Kampung pusat ditandai dengan pohon beringin besar yang
dianggap keramat dan dipimpin oleh kepala kampung
disebut matowa.
Gabungan kampung disebut wanua sama
dengan kecamatan.
Lapisan masyarakat Bugis Makassar sebelum kolonial
Belanda adalah:
- ana’ karung yaitu lapisan kaum kerabat raja,
- to-maradeka yaitu lapisan orang merdeka,
- ata yaitu lapisan budak.
d. Sistem Ekonomi
Mata pencaharian masyarakat Bugis-Makassar yaitu
pertanian, pelayaran, dan perdagangan. Masyarakat Bugis
Makassar juga telah mewarisi hukum niaga. Ammana Gappa dalam bukunya
Ade’allopiloping Bicaranna
Pabbalue yang ditulis pada
abad ke-17, menyebutkan
sambil berlayar mereka
berdagang di pulau-pulau di
Indonesia. Selain itu mereka
juga membuat kerajinan
rumah tangga seperti tenunan
sarung.
e. Sistem Kesenian
Rumah adat suku bangsa Bugis
Makassar berupa panggung yang
terdiri atas 3 bagian sebagai
berikut.
- Kalle balla: untuk tamu, tidur,
dan makan.
- Pammakkang: untuk menyimpan pusaka.
- Passiringang: untuk menyimpan alat pertanian.
f. Pakaian adat
Pakaian adat khas wanita Bugis
Makassar adalah baju bodo. Baju
bodo berupa kain sarung yang
berwarna merah hati, biru, dan
hijau.
4. Kebudayaan suku bangsa Asmat
a. Sistem Kepercayaan/Religi
Suku bangsa Asmat percaya bahwa nenek moyang
mereka berasal dari patung. Dalam mitologi masyarakat
Asmat, Dewa Fumeripits (Sang Pencipta) terdampar di
pantai, namun nyawanya diselamatkan oleh sekelompok
burung.
Dewa Fumeripits selanjutnya tinggal sendirian. Oleh
karena itu, ia kemudian membangun sebuah rumah panjang
yang diisi dengan patung manusia dan tifa (gendang). Ajaibnya, patung tersebut berubah menjadi manusia dan
menari-nari.
Suku bangsa Asmat juga mengenal adanya roh nenek
moyang di sekitar lingkungannya. Adapun roh-roh tersebut,
yaitu sebagai berikut.
- Yi-Ow: roh nenek moyang yang baik maka disimbolkan
dengan upacara-upacara adat.
- Osbopon: roh jahat yang membawa penyakit.
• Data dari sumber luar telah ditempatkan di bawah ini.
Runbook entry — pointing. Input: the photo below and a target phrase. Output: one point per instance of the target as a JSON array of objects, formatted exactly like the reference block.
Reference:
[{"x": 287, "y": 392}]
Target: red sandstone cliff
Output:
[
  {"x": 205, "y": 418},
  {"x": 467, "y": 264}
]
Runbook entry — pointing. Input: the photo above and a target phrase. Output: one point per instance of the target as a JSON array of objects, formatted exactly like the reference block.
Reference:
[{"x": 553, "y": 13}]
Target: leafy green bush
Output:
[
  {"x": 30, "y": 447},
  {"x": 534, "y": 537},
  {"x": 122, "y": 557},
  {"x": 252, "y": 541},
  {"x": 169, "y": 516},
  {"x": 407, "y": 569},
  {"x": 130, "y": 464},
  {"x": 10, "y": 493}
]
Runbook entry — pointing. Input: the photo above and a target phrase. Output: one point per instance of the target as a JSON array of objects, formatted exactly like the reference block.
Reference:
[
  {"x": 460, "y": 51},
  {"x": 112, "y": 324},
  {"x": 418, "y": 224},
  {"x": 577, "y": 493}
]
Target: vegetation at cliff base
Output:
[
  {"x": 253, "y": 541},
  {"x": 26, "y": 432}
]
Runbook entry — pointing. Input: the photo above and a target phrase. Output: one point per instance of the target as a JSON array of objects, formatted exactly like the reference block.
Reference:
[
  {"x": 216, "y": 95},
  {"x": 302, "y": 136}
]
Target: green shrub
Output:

Upacara-upacara besar yang dilakukan oleh suku bangsa
Asmat sebagai berikut.
- Mbismbu: upacara pembuatan mbis (patung nenek
moyang yang diukir).
- Yentpokmbu: upacara pembuatan rumah.
- Mbipokkumbu: upacara topeng.
b. Sistem Kekerabatan
Sistem kekerabatan masyarakat Asmat bersifat
monogami, yaitu pernikahan satu pasang suami dengan
istri. Namun sekitar 25% perkawinan-perkawinan
masyarakat Asmat bersifat poligami. Semua klen dalam
tiap masyarakat desa Asmat diklasifikasikan dalam dua
golongan, masing-masing merupakan suatu kelompok.
c. Sistem Politik
Pemimpin Asmat memiliki derajat yang sama dengan
warga-warga lain tetapi harus lebih pandai dan ahli dalam
bidang tertentu. Biasanya seseorang yang menang perang
akan diminta menjadi pemimpin.
Masyarakat Asmat juga mengenal struktur masyarakat atau aipem. Fungsi aipem adalah untuk meningkatkan
kualitas dengan melakukan persaingan.
d. Sistem Ekonomi
Mata pencaharian masyarakat Asmat antara lain
meramu sagu dan berburu binatang (babi hutan). Masyarakat Asmat yang tinggal di daerah hulu menanam pohon
pada kebun-kebun mereka.
Pemerintah Indonesia memerhatikan pendidikan suku
bangsa Asmat, yaitu melakukan kerja sama dengan
organisasi penyiaran agama Katolik di Belanda dan Amerika. Selain itu, untuk meningkatkan taraf hidup masyarakat
Asmat, sagu dimanfaatkan sebagai komoditas ekspor.
e. Sistem Kesenian
Kesenian Asmat yang terkenal adalah ukir-ukiran
yang terbuat dari kayu seperti patung, topeng, tifa, dan
tombak. Selain itu juga alat-alat rumah tangga seperti kapak
dari batu.
5. Kebudayaan suku bangsa Dani
a. Sistem Kepercayaan/Religi
Suku bangsa Dani tinggal di Lembah Baliem, Irian
Jaya. Suku Dani lebih suka disebut suku bangsa Parim/
suku bangsa Baliem. Suku bangsa Dani percaya pada roh,
yaitu roh laki-laki (Suangi Ayoka) dan roh perempuan
(Suangi Hosile).
Suku bangsa Dani mempercayai atou, yaitu kekuatan
sakti yang berasal dari nenek moyang yang diturunkan
kepada anak lelakinya. Kekuatan tersebut meliputi:
- kekuatan menjaga kebun,
- kekuatan menyembuhkan penyakit, dan
- kekuatan menyuburkan tanah.
b. Sistem Kekerabatan
Kekerabatan masyarakat suku bangsa Dani bersifat
patrilineal, pernikahan suku bangsa Dani bersifat poligami.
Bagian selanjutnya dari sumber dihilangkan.